Fenomena lainnya masih terdapat anak-anak yang belum
merasakan pendidikan tinggi karena beban ekonomi dan waktunya lebih banyak
dihabiskan membantu orang tua. Salah satunya, yang terjadi di sebagian besar
anak-anak nelayan di Muara Angke, Jakarta Utara, tidak bisa merasakan
pendidikan tinggi karena beban ekonomi dan waktunya lebih banyak dihabiskan
membantu orang tua (Indriani, 2015). Memang, kebijakan pemerintah saat ini
banyak mengeluarkan program beasiswa untuk melanjutkan pendidikan ke
universitas. Akan tetapi, seringkali kebijakan program beasiswa ini tidak tepat
sasaran dan hanya mengacu pada anak-anak yang berprestasi di bidang akademis.

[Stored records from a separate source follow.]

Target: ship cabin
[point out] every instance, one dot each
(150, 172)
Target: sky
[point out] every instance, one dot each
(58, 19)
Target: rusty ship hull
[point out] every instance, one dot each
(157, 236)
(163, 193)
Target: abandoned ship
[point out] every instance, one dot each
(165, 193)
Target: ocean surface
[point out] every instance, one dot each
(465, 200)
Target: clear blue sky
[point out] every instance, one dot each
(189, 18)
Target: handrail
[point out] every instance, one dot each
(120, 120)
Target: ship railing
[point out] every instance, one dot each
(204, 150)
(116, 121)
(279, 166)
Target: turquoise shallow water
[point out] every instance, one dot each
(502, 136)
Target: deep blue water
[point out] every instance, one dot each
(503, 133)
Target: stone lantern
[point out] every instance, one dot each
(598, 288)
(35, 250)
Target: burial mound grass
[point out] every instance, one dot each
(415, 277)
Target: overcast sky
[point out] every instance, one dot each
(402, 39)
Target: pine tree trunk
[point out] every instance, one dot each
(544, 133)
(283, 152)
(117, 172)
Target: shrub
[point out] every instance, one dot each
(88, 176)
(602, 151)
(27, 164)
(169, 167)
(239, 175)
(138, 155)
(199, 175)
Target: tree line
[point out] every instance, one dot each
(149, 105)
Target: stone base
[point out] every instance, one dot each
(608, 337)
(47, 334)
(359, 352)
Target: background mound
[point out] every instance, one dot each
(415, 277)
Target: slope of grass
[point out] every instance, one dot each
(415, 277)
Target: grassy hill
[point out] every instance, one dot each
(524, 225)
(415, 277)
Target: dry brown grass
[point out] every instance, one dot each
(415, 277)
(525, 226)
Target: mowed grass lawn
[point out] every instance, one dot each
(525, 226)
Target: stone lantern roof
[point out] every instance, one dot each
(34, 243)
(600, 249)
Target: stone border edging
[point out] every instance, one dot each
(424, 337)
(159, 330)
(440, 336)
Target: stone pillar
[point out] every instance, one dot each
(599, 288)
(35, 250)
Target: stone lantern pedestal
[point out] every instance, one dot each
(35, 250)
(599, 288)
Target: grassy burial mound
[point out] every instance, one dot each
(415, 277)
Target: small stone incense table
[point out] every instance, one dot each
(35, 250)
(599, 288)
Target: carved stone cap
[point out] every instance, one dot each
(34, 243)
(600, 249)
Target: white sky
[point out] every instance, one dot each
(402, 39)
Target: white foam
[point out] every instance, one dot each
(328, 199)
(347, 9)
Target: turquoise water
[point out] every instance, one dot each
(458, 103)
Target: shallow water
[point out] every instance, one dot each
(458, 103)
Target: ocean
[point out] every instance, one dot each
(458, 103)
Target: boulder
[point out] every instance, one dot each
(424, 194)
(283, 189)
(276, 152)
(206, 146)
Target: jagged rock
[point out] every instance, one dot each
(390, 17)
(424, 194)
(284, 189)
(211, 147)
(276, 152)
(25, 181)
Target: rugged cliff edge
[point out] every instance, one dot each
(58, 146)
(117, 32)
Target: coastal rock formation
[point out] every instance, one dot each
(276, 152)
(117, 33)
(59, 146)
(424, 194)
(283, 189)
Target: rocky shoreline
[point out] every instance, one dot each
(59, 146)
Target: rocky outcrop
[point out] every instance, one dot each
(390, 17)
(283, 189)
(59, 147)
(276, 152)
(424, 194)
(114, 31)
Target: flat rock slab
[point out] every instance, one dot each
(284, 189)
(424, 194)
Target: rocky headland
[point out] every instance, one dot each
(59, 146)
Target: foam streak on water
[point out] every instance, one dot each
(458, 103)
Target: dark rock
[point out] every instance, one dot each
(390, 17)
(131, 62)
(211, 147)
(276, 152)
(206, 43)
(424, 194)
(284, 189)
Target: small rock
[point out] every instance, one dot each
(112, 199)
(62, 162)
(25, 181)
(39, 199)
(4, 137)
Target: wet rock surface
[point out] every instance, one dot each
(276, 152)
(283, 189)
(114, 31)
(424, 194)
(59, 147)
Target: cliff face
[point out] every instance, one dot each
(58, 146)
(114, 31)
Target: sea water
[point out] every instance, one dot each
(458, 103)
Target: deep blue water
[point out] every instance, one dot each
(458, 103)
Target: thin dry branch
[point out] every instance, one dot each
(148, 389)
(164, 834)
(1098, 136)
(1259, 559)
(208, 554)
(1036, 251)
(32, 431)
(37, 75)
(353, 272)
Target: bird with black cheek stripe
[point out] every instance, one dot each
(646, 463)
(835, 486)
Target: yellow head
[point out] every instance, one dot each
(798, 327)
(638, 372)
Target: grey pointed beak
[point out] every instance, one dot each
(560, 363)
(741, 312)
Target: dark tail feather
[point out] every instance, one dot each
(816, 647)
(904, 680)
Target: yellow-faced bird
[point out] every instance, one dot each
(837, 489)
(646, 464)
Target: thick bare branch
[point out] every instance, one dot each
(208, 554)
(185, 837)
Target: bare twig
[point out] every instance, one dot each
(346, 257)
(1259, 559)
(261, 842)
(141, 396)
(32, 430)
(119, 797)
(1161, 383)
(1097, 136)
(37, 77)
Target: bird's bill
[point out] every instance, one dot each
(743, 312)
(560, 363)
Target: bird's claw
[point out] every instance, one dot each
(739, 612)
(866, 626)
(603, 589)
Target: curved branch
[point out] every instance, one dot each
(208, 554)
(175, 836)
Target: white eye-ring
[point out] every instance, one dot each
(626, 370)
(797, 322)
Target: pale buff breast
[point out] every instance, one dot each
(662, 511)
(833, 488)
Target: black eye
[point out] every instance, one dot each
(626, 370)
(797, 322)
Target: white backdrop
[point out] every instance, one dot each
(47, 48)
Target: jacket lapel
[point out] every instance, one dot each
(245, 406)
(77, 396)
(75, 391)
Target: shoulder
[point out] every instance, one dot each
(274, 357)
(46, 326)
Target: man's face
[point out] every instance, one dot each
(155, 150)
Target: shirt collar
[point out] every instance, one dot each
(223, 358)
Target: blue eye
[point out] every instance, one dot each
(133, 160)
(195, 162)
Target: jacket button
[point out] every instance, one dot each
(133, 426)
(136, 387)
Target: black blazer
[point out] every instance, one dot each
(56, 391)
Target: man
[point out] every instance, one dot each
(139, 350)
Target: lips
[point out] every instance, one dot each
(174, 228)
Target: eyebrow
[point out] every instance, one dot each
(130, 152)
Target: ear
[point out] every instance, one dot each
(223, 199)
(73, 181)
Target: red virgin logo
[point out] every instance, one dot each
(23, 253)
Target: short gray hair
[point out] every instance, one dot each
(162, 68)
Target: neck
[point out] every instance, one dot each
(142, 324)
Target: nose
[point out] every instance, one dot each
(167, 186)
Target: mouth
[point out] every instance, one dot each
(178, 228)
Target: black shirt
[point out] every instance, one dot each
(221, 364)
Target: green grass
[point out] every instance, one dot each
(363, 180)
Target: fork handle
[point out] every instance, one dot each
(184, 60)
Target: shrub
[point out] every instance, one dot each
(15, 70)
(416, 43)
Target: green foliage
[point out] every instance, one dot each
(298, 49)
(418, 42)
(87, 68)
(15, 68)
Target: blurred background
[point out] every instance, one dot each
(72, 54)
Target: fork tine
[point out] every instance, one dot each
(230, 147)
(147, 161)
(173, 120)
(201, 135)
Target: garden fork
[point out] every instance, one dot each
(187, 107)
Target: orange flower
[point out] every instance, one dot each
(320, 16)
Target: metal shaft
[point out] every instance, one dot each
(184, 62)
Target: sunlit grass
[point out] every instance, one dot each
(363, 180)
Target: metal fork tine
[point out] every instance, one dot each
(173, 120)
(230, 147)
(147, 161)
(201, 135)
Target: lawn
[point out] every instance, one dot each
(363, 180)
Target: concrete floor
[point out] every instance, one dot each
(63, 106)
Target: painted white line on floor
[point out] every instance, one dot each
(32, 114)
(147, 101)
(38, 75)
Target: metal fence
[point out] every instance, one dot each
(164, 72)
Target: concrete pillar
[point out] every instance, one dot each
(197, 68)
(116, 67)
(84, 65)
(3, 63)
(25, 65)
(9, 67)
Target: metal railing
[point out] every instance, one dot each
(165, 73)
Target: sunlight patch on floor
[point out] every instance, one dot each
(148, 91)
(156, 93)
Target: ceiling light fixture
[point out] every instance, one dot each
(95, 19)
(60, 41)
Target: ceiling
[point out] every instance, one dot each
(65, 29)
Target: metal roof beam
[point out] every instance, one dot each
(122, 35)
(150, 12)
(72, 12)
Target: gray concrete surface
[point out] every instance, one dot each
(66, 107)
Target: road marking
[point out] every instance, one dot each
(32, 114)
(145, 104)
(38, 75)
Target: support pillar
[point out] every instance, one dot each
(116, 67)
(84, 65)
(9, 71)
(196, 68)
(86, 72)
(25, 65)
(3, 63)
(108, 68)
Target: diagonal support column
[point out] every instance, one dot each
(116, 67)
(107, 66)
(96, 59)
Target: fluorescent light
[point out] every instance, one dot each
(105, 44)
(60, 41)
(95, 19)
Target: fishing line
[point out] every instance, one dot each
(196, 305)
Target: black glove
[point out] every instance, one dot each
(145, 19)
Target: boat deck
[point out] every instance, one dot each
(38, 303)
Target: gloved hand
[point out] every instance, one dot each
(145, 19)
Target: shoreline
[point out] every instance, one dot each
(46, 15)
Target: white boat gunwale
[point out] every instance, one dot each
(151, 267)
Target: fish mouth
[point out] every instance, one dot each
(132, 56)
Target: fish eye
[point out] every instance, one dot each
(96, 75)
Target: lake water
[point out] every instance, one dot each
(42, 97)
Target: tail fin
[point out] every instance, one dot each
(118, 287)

Pendidikan merupakan modal pembangunan sebuah
negara. Pendidikan juga merupakan dasar untuk mencetak generasi-generasi yang
berkualitas. Sehingga berbagai kebijakan dan program untuk bidang pendidikan
tidak bisa dirancang tanpa analisis yang mendalam. Tonggak sejarah pendidikan
pun seharusnya tidak bisa diwarnai oleh kepentingan politik pemerintah yang
menguntungkan kelompok tertentu. Sebagai contoh perubahan kebijakan yang
berkaitan dengan kurikulum yang berubah dan memberikan dampak bagi guru atau
pendidik di lapangan yang masih bingung terhadap implementasinya. Dari berbagai
fenomena permasalahan yang terjadi dalam dunia pendidikan di Indonesia,
pemerintah perlu untuk merevitalisasi kebijakan pendidikan. Arah kebijakan
pendidikan yang tepat akan menjadikan Indonesia
Madani di tahun 2045. Konsep Indonesia Madani merupakan sebuah cita-cita
untuk membentuk keseimbangan dalam dunia pendidikan yang melibatkan peran keluarga, institusi pendidikan,
masyarakat, negara, dan dunia global.
Mengadopsi pemikiran Tilaar dalam
buku “Pedagogik Kritis untuk Indonesia”, Tilaar membawa sebuah terobosan
gagasan berpikir dalam kemajuan era globalisasi saat ini. Tilaar menyebutkan
bahwa arah pendidikan Indonesia perlu direvitalisasi dari konsep Tripusat ke
arah Pancapusat pendidikan. Salah satu
tokoh pendidikan Indonesia, Ki Hadjar Dewantara telah mengemukakan gagasannya
mengenai Tripusat Pendidikan, yaitu keluarga, sekolah, dan gerakan kepemudaan. Menurut
Ki Hadjar Dewantara masing-masing pusat pendidikan tersebut mempunyai tujuannya
yang khas, namun tetap berhubungan satu dengan yang lain(Tilaar,2015).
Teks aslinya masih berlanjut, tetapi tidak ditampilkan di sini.